Bad person line



Currently this is the book I am reading since yesterday. Reading do makes me feel happy.



Today's run and my leg sort of feeling pain and I think I needed rest so tomorrow should be a day off from running.

If there is  line to be drawn, in most circumstances I might think that I am a good person. I am not a saint, but I usually try not to be rude to people. I don't swear that much and I never have the direct intention to hurt anybody.

Yet there is this thing that bother me and make me feel not so good to myself.

I do not treat everyone equally. There are some people that I will be much better to them than anyone else. There are occasions where people are not with malice and try to get close to me [ relationship or bonding] as friend, I tend not to like it. I will reject, I will walk away and etc.

I do not want to meet them frequently even if they are good people. I think some part of me do question on why are they so free all the time and wanted to invite me to hang out with them that frequent?

I think this is the friendly sign by others who really want to be close to you, isn't it what friends do? Maybe this is some kind of abstract psychological reaction or syndrome. I used to feel it that way to my ex boyfriend, which end up it makes me conclude that I do not love him and I am a bad girlfriend thus he deserves a much better person than me.

Isn't it strange? I don't hate someone and not mind hanging out with them sometimes. By sometimes I mean maximum one day a week or better, twice a month.

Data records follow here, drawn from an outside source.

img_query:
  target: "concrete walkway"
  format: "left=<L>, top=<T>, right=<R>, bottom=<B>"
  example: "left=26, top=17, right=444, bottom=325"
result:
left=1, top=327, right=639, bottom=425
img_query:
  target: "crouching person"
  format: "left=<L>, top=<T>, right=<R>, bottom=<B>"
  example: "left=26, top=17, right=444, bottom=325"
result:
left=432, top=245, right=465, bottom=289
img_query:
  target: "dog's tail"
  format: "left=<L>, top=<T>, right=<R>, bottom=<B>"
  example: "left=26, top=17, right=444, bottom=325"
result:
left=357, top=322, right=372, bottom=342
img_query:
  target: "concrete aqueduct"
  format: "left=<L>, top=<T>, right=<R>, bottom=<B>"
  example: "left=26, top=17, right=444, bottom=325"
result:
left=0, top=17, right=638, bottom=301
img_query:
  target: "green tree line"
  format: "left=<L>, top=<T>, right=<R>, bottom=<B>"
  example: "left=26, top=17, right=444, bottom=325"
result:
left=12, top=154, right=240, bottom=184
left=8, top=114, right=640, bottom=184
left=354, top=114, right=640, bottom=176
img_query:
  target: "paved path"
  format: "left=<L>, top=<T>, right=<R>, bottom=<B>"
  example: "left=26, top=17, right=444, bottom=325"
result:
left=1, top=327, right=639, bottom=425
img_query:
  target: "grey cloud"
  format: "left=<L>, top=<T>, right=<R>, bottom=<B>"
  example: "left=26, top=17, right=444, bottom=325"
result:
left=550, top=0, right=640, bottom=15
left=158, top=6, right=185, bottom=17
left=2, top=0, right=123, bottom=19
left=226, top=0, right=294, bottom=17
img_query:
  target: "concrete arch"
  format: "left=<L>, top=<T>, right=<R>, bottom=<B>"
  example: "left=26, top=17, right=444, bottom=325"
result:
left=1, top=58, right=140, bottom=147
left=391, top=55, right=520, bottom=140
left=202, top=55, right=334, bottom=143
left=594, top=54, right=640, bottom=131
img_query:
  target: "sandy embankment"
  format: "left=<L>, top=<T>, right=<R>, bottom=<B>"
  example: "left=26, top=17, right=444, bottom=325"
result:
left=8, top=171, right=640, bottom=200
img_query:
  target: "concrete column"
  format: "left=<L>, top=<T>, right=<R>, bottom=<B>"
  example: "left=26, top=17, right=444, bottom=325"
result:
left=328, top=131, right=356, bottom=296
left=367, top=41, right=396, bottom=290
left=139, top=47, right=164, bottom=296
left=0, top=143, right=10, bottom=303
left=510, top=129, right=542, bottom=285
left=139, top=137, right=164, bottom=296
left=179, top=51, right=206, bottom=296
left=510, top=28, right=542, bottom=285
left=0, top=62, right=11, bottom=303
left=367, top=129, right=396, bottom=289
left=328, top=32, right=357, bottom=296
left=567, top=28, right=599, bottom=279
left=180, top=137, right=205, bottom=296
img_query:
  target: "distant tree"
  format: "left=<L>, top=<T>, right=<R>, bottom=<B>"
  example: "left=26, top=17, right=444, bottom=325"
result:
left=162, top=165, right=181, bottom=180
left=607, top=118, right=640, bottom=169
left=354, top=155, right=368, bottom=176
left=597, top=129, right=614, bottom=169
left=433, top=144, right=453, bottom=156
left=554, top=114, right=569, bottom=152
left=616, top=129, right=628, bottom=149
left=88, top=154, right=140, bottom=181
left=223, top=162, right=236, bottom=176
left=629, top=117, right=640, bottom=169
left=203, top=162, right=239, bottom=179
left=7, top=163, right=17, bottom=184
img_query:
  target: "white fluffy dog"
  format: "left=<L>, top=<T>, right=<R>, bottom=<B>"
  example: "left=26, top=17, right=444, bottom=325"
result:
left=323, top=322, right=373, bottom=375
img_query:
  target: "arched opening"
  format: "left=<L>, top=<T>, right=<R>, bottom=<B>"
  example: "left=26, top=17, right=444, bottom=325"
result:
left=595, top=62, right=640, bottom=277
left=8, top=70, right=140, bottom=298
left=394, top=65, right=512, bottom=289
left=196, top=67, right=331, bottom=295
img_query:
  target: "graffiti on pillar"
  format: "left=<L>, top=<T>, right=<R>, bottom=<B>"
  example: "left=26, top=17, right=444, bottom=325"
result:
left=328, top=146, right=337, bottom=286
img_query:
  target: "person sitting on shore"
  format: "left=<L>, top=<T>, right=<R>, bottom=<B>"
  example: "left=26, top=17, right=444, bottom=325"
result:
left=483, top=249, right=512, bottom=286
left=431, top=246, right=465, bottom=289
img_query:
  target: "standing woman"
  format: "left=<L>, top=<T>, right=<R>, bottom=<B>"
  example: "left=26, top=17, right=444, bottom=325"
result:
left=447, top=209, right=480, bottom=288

I do not want to reject them too many times and I tend to just go out with them due to my numerous rejection turn on my guilty mood.

Due to my phenomena like this one, if one day I do find someone I wanted to meet everyday or more frequently and the other person likes me and want to do the same too, maybe that is what call love and affection.

Many things you think you are good at, when times passes you will end up realizing you are not that good, or you have never been good at it.